Implements full-fidelity conversation serialization that preserves all state (messages, tool calls, execution results, provider config) to disk, enabling true session resumption without context loss or re-execution of tools
More complete than ChatGPT conversation export because it preserves execution results and tool calls; more portable than browser-based tools because conversations are stored as files that can be version-controlled or shared
multi-turn reasoning with explicit chain-of-thought prompting
Medium confidenceSupports multi-turn conversations where the LLM can reason through complex problems step-by-step, with explicit prompting for chain-of-thought reasoning.

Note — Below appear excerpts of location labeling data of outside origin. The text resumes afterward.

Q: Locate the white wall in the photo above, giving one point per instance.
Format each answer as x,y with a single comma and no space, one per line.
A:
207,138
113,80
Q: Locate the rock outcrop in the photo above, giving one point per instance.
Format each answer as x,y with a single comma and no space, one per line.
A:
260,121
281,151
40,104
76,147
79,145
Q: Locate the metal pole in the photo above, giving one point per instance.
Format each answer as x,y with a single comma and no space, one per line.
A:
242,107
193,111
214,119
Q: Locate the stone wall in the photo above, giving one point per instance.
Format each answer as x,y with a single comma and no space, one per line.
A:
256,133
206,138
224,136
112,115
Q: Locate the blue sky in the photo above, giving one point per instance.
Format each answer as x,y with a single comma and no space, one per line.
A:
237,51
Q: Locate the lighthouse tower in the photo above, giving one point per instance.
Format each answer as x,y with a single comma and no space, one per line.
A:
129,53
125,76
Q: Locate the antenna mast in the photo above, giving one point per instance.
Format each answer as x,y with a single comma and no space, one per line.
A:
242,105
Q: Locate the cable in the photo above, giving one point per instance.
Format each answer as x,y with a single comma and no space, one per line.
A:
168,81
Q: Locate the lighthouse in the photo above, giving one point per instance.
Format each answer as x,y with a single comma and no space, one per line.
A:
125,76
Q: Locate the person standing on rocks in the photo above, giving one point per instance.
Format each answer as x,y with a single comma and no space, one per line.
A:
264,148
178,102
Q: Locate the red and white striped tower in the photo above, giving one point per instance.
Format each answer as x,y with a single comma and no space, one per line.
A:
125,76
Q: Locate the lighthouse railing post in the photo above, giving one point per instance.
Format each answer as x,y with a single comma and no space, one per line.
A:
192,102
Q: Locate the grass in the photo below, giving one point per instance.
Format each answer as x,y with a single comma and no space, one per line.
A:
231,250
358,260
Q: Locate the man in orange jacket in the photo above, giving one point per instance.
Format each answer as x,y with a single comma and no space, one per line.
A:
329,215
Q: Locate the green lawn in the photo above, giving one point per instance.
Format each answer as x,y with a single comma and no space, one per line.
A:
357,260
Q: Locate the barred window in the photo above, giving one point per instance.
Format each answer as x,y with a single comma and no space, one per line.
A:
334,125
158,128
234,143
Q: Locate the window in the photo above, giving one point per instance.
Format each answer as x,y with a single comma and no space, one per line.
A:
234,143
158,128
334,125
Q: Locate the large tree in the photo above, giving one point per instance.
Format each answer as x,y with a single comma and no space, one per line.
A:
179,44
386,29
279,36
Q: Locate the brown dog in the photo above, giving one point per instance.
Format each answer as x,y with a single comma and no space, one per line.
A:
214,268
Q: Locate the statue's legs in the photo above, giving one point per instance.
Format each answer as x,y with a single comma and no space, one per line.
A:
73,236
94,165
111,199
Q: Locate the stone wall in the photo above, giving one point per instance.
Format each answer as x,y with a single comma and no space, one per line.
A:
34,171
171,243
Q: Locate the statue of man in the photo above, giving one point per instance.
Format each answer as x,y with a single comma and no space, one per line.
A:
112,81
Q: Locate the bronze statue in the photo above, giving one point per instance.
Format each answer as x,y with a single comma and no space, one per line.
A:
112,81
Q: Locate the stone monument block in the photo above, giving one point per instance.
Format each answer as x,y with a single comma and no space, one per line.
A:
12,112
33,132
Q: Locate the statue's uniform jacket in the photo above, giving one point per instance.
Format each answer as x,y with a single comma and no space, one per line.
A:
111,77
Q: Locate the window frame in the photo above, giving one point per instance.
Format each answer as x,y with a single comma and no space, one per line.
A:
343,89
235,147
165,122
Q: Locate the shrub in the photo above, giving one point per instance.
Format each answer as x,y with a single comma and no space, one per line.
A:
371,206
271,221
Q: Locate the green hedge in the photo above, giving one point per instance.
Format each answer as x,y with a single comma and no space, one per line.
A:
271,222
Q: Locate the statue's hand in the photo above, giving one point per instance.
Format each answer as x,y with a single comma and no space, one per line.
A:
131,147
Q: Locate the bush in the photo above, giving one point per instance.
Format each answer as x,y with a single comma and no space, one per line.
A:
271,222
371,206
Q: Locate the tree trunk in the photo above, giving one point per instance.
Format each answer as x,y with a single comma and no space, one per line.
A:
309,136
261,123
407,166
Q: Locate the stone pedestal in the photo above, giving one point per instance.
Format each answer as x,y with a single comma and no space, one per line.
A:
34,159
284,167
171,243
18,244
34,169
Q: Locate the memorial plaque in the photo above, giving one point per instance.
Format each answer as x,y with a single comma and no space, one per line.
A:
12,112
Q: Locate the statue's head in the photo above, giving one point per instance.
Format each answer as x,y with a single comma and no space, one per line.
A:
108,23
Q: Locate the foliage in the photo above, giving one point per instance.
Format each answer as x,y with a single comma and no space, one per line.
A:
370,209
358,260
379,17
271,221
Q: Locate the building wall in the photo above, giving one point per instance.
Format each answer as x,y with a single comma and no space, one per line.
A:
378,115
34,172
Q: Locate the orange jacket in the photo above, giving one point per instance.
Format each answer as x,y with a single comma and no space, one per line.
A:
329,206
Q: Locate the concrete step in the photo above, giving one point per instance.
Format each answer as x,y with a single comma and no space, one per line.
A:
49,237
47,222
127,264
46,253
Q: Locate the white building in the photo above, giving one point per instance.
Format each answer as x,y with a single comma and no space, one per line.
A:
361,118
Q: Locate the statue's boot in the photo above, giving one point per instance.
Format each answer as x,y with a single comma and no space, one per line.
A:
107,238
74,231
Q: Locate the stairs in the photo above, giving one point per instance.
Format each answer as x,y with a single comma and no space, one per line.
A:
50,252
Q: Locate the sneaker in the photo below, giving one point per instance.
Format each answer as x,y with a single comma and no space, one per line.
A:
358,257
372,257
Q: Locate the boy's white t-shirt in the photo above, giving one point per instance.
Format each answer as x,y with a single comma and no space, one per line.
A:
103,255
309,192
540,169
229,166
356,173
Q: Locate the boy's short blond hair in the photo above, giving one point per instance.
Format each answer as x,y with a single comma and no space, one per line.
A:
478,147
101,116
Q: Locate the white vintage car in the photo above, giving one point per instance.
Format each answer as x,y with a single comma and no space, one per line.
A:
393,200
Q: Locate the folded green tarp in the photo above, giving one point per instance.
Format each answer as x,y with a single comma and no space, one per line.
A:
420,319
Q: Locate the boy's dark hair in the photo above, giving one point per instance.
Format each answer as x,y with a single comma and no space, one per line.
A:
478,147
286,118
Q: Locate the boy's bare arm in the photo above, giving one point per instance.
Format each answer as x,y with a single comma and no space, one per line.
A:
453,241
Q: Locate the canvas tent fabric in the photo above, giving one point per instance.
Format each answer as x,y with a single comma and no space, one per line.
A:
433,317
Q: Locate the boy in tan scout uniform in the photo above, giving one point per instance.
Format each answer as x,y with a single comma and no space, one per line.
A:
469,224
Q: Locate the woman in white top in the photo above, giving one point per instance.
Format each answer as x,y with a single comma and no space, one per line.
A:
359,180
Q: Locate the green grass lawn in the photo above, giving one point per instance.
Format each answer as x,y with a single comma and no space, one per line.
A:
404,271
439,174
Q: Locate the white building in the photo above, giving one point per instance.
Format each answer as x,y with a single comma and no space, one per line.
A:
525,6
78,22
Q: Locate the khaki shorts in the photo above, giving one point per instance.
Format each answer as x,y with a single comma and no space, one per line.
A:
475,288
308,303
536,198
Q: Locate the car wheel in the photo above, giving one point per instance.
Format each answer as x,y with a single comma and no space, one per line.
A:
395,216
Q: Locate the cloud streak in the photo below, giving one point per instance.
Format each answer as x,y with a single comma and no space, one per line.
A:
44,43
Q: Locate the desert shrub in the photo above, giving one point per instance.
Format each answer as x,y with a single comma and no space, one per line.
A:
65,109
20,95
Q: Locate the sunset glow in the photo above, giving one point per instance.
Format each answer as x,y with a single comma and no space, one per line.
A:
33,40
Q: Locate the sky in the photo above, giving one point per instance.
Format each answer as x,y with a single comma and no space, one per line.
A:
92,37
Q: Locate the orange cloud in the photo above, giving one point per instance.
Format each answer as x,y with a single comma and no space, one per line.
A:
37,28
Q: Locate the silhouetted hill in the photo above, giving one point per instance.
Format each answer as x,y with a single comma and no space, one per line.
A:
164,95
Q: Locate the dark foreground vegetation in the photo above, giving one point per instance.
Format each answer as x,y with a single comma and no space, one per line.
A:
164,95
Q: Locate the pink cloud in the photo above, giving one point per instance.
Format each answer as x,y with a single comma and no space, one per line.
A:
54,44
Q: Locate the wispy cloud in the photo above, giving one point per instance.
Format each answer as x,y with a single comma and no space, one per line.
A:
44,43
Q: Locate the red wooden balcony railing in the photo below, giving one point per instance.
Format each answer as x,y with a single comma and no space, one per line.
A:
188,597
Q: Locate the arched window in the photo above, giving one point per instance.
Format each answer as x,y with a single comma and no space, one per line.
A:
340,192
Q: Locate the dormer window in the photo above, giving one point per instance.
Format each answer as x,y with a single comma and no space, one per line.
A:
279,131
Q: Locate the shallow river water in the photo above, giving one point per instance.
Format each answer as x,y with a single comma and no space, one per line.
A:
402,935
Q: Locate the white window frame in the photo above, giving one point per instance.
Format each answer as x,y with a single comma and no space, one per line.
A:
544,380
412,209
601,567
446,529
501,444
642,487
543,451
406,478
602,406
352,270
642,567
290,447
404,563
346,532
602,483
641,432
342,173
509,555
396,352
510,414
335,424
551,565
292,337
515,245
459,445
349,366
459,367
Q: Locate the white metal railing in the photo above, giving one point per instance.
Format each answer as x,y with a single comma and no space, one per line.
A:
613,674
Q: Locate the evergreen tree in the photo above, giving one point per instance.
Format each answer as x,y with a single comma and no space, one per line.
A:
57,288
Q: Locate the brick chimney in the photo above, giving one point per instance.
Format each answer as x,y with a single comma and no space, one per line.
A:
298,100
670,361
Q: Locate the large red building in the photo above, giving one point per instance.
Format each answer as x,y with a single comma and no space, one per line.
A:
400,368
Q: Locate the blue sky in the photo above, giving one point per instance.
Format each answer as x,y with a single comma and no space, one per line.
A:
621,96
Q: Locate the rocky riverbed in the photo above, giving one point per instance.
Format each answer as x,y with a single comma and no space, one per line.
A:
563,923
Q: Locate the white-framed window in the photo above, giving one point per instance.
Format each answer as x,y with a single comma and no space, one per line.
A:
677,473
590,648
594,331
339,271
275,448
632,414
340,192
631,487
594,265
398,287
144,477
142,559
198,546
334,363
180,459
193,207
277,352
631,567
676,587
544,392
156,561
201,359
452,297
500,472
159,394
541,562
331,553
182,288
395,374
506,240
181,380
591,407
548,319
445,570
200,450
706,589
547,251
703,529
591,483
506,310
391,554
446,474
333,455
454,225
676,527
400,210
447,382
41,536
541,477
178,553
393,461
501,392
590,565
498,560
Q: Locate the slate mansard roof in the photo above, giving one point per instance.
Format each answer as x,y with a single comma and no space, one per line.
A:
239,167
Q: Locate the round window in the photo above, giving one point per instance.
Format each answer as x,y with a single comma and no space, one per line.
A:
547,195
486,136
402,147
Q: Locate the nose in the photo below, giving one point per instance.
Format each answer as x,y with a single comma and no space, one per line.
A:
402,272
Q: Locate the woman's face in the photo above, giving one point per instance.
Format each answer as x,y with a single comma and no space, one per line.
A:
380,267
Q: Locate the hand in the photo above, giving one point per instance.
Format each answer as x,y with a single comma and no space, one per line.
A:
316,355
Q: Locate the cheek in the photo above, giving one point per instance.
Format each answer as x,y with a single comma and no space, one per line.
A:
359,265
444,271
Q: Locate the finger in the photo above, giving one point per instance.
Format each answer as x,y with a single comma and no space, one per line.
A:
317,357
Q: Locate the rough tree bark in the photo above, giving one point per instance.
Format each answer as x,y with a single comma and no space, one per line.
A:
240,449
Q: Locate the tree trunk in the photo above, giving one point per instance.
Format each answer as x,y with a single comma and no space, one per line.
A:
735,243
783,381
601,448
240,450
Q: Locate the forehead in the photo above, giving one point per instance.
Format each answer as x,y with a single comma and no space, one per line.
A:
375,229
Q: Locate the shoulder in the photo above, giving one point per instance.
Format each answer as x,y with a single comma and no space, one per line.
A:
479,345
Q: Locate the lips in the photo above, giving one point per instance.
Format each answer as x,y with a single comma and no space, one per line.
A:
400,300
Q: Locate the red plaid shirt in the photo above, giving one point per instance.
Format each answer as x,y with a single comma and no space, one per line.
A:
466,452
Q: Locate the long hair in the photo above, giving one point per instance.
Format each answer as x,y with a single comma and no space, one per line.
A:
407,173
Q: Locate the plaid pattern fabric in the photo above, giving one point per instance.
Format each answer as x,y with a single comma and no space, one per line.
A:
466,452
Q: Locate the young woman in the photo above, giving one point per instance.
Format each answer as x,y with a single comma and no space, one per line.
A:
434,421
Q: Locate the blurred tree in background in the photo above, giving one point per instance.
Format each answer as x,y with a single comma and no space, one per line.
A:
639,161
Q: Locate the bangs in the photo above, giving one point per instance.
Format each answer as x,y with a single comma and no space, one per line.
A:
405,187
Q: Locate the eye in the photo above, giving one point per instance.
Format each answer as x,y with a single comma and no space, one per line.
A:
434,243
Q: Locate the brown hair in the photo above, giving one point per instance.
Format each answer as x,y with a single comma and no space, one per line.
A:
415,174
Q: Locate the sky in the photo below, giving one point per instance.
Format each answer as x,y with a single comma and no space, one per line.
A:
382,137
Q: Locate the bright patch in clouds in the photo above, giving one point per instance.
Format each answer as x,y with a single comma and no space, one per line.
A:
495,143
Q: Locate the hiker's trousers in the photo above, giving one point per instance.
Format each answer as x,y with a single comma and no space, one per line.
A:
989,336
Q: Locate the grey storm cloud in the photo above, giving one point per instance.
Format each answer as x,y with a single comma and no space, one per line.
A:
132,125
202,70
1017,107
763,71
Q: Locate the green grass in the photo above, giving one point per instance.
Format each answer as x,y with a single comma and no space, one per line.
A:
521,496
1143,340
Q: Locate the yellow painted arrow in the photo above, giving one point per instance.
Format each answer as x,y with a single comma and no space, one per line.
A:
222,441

The agent can break down problems into sub-tasks, execute tools to gather information, and iteratively refine solutions based on results. Implements a conversation loop that encourages the LLM to explain its reasoning and ask clarifying questions.
Implements explicit chain-of-thought prompting in a multi-turn conversation loop, where the LLM is encouraged to reason step-by-step, execute tools to verify assumptions, and iteratively refine solutions based on feedback
More transparent than single-turn models because the AI explains its reasoning at each step; more flexible than rigid task decomposition because the AI can adapt its approach based on results
Capabilities are decomposed by AI analysis. Each maps to specific user intents and improves with match feedback.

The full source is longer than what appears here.